4. P3, R 116-129: “The NBI group was subclassified into the VI (n=118; 43.9%) and ID groups (n=151; 56.1%). In the 117 IBI group, 4.3% (n=4) of patients had meningitis…“

There is inconsistency in how the numbers are presented. I prefer the way you present it for the IBI group (where the number and procentage is presented next to the diagnosis rather than as you do it for LBI with several numbers/percentage following each other. I also suggest that you present the diagnoses in the order starting with the most frequent diagnose rather than least frequent (as you currently do for the IBI group). Finally, please also provide details on diagnoses in the VI group.

→ Thank you for the comment. As you suggested, the description was unified and more common diagnosis were described at first.

5. P6, R221-229: “PCT is a propeptide of calcitonin which is normally secreted from the C-cells of the…”

This first paragraph is better suited in the introduction as it provides background to the study rather than discussing the findings. To facilitate for the reader I suggest that the first sentence in the discussion summarizes the study/ key results. E.g. “In this retrospective study of children we compared blood biomarker levels in children with BI and NBI and report that…”

→ Thank you for the comment. As you suggested, we corrected the order of paragraphs. We changed the summary of this study to the first paragraph of discussion section and the first paragraph in the discussion were changed to the introduction section.

6. P7, R 263-265: “Lastly, as this study was analyzed retrospectively, there is a possibility of selection bias as the PCT tests were not performed in all patients, but only in patients with more severe symptoms.”

Rather than just mentioning this as a limitation I would suggest that you add a speculative sentence on the potential impact of such bias. Wouldn’t a selected group of severe “text book” cases rather overestimate the performance of biomarkers rather than underestimate it? Please also socioeconomic status here in line with your point-by-point reply (some children lack health insurance covering the costs for PCT testing).

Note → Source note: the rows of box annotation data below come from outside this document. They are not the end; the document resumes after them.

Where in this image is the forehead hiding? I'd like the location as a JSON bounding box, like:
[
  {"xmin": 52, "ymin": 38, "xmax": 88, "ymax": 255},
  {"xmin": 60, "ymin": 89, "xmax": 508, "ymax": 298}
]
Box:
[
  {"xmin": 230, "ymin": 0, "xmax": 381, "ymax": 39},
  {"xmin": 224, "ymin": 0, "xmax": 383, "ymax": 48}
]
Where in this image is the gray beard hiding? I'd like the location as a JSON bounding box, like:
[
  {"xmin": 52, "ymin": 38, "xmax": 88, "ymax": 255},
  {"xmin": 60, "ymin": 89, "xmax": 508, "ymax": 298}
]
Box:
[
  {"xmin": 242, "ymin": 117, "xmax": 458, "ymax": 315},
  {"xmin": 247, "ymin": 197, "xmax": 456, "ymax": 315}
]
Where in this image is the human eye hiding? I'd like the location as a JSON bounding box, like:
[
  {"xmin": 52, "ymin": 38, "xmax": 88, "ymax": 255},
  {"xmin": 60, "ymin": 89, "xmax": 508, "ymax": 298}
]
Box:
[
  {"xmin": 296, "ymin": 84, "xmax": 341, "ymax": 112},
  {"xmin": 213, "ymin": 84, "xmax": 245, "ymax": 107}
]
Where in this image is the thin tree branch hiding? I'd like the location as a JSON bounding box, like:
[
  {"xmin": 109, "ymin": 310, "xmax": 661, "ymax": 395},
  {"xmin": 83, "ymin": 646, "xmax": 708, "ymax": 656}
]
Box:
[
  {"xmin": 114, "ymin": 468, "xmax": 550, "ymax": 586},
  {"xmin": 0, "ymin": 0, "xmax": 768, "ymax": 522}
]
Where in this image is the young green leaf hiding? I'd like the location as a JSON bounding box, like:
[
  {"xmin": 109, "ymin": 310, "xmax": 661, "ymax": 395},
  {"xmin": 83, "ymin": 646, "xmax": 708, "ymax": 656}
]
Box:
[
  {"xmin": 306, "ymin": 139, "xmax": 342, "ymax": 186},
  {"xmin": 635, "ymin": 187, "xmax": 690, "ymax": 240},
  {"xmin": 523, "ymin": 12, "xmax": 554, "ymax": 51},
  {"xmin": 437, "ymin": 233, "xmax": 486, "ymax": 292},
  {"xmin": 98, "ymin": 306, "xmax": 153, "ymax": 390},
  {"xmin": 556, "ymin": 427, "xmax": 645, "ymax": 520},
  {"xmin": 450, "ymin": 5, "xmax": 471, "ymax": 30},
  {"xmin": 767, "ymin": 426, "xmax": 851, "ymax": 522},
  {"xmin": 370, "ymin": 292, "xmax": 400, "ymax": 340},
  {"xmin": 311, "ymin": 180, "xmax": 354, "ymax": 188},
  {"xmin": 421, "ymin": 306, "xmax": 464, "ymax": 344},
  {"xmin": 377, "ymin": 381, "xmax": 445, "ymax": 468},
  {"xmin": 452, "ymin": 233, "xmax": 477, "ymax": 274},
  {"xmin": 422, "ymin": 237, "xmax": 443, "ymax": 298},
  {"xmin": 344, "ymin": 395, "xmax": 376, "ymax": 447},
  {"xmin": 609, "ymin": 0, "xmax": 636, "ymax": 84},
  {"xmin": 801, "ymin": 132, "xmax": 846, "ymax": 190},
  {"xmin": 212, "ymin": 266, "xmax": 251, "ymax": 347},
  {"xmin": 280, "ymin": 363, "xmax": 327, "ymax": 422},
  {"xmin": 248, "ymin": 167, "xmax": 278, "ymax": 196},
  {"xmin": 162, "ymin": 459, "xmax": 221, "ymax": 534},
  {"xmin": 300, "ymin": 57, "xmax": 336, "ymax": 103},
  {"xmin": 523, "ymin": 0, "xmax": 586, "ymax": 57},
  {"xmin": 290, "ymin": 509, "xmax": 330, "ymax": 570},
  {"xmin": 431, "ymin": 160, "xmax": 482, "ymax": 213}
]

→ Thank you for the comment. In Korea, all citizens are covered by the national health insurance system if they are not illegal residents. However, some test are non-benefits, including respiratory virus PCR panel. Thus, some patients refused the non-benefit test because of the costs. Also, we erased the last limitation and described as a reason for the need for prospective further study with new biomarkers.

“This study utilized retrospective analysis. Accordingly, there was a possibility of selection bias as the PCT tests were not performed in all patients. Additional, well-designed studies are required to identify newer and more accurate biomarkers to discriminate between BI and IBI prospectively.”

Author Response File: Author Response.docx

Reviewer 3 Report

Thank you for correcting the text in such a short period of time.

Reading the comments in response to the reviewer's question, this study deserves to be considered as a study that further expanded the clinical usefulness of procalcitonin.